Conçues d’après la nouvelle Alsace ! Alsace !, publié en 1873 par son ami l’écrivain Alphonse Daudet (1840-1897), les Scènes alsaciennes font écho à un imaginaire culturel propice à l’émergence et au renforcement ce qu’on a appelé « la génération de la revanche ». Dès 1871, par exemple, le peintre Jean-Jacques Henner (1829-1905) expose un portrait féminin appelé à un immense succès qu’il intitule L’Alsace, elle attend. La jeune femme y apparaît coiffée du traditionnel fichu noir ostensiblement orné d’une cocarde tricolore. Un habit dans lequel pose encore en 1913 la célèbre comédienne Réjane (1856-1920) pour la pièce de théâtre Alsace, de Gaston Leroux (1868-1967) et Lucien Camille (s.d.) ; signe que le thème se diffuse à tous les niveaux de l’activité artistique, et qu’il touche alors un très large public.
La même année 1913, l’illustrateur Jean-Jacques Waltz (1873-1951), dit Hansi, adapte à l’imagerie populaire alsacienne à laquelle il a donné son nom (les « Hansi ») la composition à double registre du célèbre Rêve (1888) d’Édouard Detaille (1848-1912), dont l’atelier accueillait de nombreux artistes à la manière d’un salon. Cette transposition suggère que le souvenir des épopées napoléoniennes continue d’abreuver l’imaginaire des enfants alsaciens communiant, face au monument aux morts et aux coteaux désaffectés, dans le souvenir du sacrifice de leurs pères.
La génération 1870
au lendemain de la Première Guerre mondiale
Ce portrait du compositeur Maurice Ravel (1875-1937) portraituré à l’âge de 28 ans par Henri Manguin (1874-1949), l’un des futurs peintres du mouvement fauviste, illustre ses affinités avec les courants d’avant-gardes. À l’instar de Claude Debussy (1862-1918), Ravel éprouve également une admiration sans borne pour la poésie de Stéphane Mallarmé (1842-1898). Goûts et affinités que l’on retrouve dans sa musique et qui lui valurent l’inimitié durable des milieux conservateurs. Bien qu’à la veille de la Première Guerre mondiale il jouisse désormais d’une véritable reconnaissance, Ravel fait tout pour être incorporé lorsque le conflit éclate.
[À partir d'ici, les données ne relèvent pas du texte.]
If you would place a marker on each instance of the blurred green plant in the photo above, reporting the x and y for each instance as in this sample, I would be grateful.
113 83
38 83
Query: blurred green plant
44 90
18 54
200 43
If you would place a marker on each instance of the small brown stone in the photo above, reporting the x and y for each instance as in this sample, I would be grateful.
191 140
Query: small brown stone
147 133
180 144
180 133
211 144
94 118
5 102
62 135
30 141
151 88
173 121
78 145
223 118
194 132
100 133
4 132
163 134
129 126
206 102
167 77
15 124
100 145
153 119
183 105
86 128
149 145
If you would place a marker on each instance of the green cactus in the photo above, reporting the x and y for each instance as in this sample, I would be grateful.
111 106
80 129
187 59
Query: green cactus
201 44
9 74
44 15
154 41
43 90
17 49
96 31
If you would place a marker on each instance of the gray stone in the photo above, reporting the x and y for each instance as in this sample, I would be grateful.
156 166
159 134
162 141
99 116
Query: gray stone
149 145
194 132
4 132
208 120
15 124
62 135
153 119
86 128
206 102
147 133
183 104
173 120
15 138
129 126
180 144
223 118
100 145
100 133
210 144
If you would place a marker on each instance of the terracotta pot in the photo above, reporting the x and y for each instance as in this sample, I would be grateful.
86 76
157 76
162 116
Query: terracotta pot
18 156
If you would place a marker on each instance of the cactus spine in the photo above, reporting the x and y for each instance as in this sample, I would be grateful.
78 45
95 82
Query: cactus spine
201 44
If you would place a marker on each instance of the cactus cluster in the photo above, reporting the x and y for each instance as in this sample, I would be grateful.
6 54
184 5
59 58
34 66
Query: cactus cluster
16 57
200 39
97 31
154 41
Finalement admis dans l’armée en 1916, comme en témoignent les deux photographies où il pose fièrement dans ses uniformes successifs de soldat, Ravel compose l’année suivante son Tombeau de Couperin qu’il dédie à la mémoire de six de ses amis tués au combat. Cet hommage à la musique française du XVIIIe siècle s’inscrit dans un contexte de retour à la tradition, voire à l’ordre, qui marque à cette période la musique aussi bien que les autres arts.
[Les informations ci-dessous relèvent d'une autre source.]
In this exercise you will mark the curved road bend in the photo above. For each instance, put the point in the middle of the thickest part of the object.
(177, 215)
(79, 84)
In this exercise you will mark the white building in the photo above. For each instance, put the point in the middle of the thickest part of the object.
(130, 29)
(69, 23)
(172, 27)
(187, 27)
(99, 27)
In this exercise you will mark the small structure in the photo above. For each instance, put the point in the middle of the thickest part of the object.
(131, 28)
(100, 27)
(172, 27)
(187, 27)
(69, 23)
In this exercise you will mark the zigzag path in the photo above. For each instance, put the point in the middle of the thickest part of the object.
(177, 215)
A gauche : Roland-Manuel, Maurice Ravel en soldat, chez sa marraine Madame Dreyfus, ca. 1916, photographie, 18×13 cm, Bibliothèque nationale de France, Paris. A droite : Anonyme, Maurice Ravel en soldat, 1916, photographie, 9×6,5 cm, Bibliothèque nationale de France, Paris.
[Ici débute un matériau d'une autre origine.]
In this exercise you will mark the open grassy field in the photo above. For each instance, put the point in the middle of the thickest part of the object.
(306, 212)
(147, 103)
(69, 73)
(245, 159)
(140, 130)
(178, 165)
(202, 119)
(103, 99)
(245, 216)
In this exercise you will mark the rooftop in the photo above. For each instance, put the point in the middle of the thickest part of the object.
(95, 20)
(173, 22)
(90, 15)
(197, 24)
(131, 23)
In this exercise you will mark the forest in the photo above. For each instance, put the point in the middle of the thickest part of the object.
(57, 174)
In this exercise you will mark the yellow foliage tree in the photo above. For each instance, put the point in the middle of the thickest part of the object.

C’est cependant vers une autre tradition que se tourne La Valse que lui commande en 1920 Serge Diaghilev (1872-1929), qui ne cache pas sa déception lorsqu’il l’écoute pour la première fois, n’y trouvant pas matière au ballet qu’il espérait en tirer. Il faut dire que l’éloge de Ravel à la danse qui l’inspire est paradoxal. Contrairement à Ravel, qui y voyait pour sa part « une apothéose de la valse viennoise », l’historien Carl Schorske l’a identifiée à « une danse macabre frénétique », comme une réminiscence du conflit encore tout récent, et un tombeau pour le monde qu’il avait englouti.